A new mesopredator in our semi-feral garden

Gayatri in the garden for the first time (From Blog Pictures)

I maintain a semi-feral garden to encourage a lively ecology of beneficial insects and predators, which tends to minimize the need for intervention to control pests.

To attract bees, small wasps and other useful insects I let catnip, feverfew, foxglove, white clover, lemon balm, borage, bee balm, marigolds, Love-Lies-Bleeding Amaranth, German chamomile, and a variety of flowering weeds come up anywhere there aren’t vegetables. Yarrow, fennel, a huge drift of self-sowing parsnips (very attractive to ladybugs and finches) in the back alley plot, and a blackberry patch do their bit as well. There are plenty of random edibles too: purslane (great Turkish-style in yogurt thinned with olive oil along with diced tomatoes and mint) and arugula are everywhere, garlic is starting to establish itself, and the asparagus patch is spreading west.

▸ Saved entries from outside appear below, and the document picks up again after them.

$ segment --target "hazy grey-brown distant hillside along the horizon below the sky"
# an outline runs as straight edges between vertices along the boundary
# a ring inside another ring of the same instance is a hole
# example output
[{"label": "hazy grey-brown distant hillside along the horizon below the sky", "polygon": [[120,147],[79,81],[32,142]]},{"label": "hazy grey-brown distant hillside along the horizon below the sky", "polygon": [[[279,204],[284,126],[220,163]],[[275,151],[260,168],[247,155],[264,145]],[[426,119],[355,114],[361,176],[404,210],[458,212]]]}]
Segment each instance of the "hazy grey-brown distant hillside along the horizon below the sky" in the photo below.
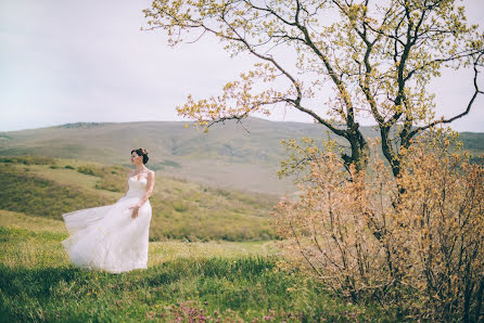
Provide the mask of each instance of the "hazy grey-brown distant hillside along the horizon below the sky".
[{"label": "hazy grey-brown distant hillside along the horizon below the sky", "polygon": [[[254,192],[290,193],[289,179],[276,172],[286,157],[282,139],[327,138],[320,125],[273,122],[257,118],[215,125],[208,133],[186,122],[77,122],[0,132],[0,156],[37,155],[130,166],[132,148],[144,147],[147,167],[161,175],[208,185]],[[249,132],[247,132],[249,131]],[[366,137],[378,132],[362,128]],[[464,146],[484,152],[484,133],[463,132]]]}]

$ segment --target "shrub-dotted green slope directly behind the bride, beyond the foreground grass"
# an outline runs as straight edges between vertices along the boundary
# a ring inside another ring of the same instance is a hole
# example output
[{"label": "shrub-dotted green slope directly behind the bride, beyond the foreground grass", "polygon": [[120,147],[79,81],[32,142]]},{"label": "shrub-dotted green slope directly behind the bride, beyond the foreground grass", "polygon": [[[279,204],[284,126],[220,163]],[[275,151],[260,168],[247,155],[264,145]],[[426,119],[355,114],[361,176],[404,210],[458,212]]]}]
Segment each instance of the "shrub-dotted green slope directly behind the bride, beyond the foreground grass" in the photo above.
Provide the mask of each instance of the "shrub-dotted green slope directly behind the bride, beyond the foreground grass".
[{"label": "shrub-dotted green slope directly behind the bride, beyond the foreground grass", "polygon": [[[52,165],[55,167],[52,168]],[[68,166],[68,167],[67,167]],[[129,169],[77,159],[0,159],[0,209],[62,220],[62,214],[115,203]],[[277,203],[271,195],[230,191],[156,175],[150,240],[265,241]]]}]

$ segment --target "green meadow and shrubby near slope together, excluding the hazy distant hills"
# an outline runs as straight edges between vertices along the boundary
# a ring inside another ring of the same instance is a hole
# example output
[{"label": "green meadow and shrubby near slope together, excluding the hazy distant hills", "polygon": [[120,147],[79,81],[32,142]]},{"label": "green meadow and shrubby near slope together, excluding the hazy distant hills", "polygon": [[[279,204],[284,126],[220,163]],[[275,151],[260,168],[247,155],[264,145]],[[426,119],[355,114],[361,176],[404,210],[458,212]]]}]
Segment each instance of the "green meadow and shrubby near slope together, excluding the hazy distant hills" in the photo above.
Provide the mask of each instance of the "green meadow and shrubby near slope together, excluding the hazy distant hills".
[{"label": "green meadow and shrubby near slope together, excluding the hazy distant hills", "polygon": [[375,303],[340,299],[284,266],[270,227],[273,196],[164,177],[150,198],[149,268],[120,274],[76,268],[61,245],[68,236],[61,215],[114,203],[126,170],[39,156],[0,159],[0,321],[393,320]]}]

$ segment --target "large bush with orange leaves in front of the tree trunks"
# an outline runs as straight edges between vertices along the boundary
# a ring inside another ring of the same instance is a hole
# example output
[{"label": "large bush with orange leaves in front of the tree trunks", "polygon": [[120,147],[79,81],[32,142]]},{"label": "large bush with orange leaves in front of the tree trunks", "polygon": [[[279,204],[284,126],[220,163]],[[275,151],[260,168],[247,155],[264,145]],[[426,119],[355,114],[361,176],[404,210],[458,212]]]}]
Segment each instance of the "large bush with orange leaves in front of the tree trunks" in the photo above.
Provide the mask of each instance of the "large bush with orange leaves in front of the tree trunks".
[{"label": "large bush with orange leaves in front of the tree trunks", "polygon": [[455,142],[422,134],[397,179],[378,157],[356,172],[332,152],[313,155],[302,195],[273,212],[290,263],[400,315],[482,321],[484,170]]}]

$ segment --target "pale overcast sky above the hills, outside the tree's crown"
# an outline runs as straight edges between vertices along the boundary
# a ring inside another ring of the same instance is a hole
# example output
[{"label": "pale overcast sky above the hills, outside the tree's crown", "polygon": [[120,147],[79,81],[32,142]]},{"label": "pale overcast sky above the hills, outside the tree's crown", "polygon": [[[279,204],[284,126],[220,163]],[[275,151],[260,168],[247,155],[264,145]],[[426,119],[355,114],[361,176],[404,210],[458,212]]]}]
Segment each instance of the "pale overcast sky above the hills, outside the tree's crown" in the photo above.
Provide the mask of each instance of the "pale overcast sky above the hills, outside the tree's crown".
[{"label": "pale overcast sky above the hills, outside the tree's crown", "polygon": [[[484,24],[484,1],[466,0],[469,21]],[[220,92],[249,69],[212,39],[167,46],[162,30],[142,31],[147,0],[0,0],[0,131],[77,121],[182,120],[175,107]],[[470,72],[432,85],[437,116],[464,108]],[[484,75],[480,83],[484,88]],[[454,122],[484,131],[484,95]],[[272,120],[311,121],[278,111]]]}]

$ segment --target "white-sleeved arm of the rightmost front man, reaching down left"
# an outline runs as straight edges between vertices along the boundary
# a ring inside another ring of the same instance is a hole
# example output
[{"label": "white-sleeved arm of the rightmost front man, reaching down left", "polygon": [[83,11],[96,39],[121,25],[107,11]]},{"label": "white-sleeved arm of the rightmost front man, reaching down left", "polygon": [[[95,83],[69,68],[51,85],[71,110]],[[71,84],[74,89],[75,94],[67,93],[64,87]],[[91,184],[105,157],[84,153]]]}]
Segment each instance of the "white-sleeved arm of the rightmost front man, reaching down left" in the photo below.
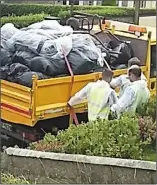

The foundations of the garden sheds are unscreened, so we generally have one skunk family a year for rodent control: no gophers for four years now. (The dog is not allowed in the garden, nor outside after dusk.) Wood piles here and there shelter garden snakes, so we have little trouble with pillbugs and earwigs, and the rodent population is only occasionally a problem. We live in a small oak grove, so prolific with acorns that squirrels don’t do much more than steal an occasional apple. In fact, up until this week, the only troublesome animal has been raccoons: I have to put an electric stock fence up each year when the Syrah grapevines reach veraison to have any grapes at all.

But a couple of days ago I saw a brush rabbit in my garden, perhaps attracted by the white clover throughout the garden, one of a rabbit’s favorite foods. Up with that I will not put, for we’re getting a lot of produce out of our garden now–all of tonight’s dinner except the salmon: cucumber salad, German butterball potatoes pan-fried with red onion, and Sunburst squash. And I’m not willing to share more than a few nibbles, which is not the kind of behavior one can expect from lepine invaders.

So we’re introducing a new predator to the garden:I spent a few hours outside with our two young cats, who’ve lived indoors since we got them from the animal shelter. The garden is securely fenced against dogs and coyotes (we haven’t heard any of the latter for five years; bobcats have been more common), and I’m introducing the cats to the outdoors a couple of hours at a time. They won’t be out at night.

Our little pirate cat, Gayatri, although quite vocal, and determined to follow me everywhere for the first hour or so, loved it. Pretty soon she was dashing across the garden and up the fruit trees (there are going to be some very surprised squirrels), or crawling under the garden shed (where the rabbit vanished to when I came upon it). Didn’t find anything. Yet. The fact that she has only one eye didn’t slow her down at all; she’s long since learned to move her head to give herself depth perception.

By contrast, our large black cat, Shakir, did not enjoy the experience. He hid in the orchard (semi-dwarf apple and pears trees) and ventured out into the former vineyard only a couple of times. He’ll adapt, I think. He seemed reassured by Gayatri’s relative insouciance, and even started to stalk her a couple of times until paranoia reasserted itself.

I’m hoping that the cats’ presence, their scent, and their scat here and there will discourage the bunnies, and other small furry pests. I’ll be monitoring their predation, and controlling it as much as I can (for instance, they won’t be allowed out if I hear quail moving through the neighborhood). I suppose we’ll be receiving gifts on the doorstep too as Gayatri and Shakir do their part for the household economy.